La cronaca ci racconta di come a Napoli si muore colpiti da proiettili esplosi da armi clandestine. A sparare sono giovanissimi minorenni, in possesso di pistole che provengono dai tanti arsenali della camorra. In Campania le armi della camorra sono ovunque, nascoste in vani delle ascensori della case popolari, a volte, murate o sotterrare in terreni. Ma anche custodite in cimiteri o in garage che appartengono a degli insospettabili.
Per decenni le istituzioni non hanno minimamente contrasto il fenomeno delle armi clandestine. E nel frattempo la camorra si è armata.
Adesso a sparare sono i minorenni, ma è sensore stato così. I camorristi diventano boss a 15 anni con l’omicidio di un rivale del clan avversario o di un innocente. I baby boss uccidono.

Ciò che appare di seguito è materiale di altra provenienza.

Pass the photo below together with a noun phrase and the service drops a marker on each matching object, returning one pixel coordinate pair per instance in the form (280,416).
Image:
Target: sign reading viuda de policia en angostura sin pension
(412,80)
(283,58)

La cultura della legalità è scomparsa e anche chi contrasta la malavita è costretto a scappare da Napoli. Sono spietati criminali, cresciuti con le armi a tavola e con l’emulazione del boss in galera che comanda e muove soldi, nonostante sia in detenzione. Abiti firmati, rolex, auto di lusso e cantanti neomelodici sono i riferimenti di chi fa parte della camorra e di quel mondo sporco dove, da decenni, i clan si dividono i territori distruggendo il futuro di intere generazioni.
Le armi servono per vincere le faide e per intimidire chi non paga il pizzo. Più spari e più i cittadini hanno paura. E’ la logica del terrore che la camorra diffonde.
La camorra, quella SPA, ha la sua articolazione militare in quella fascia di età che va dai 15 ai 18 anni. Giovani che sono consapevoli che la legge mai li punirà con condanne certe e severe, perché c’è un vuoto legislativo che se non viene colmato aiuterà i tanti aspiranti boss a commettere omicidi. Per il solo obbiettivo di diventare i nuovi capozona.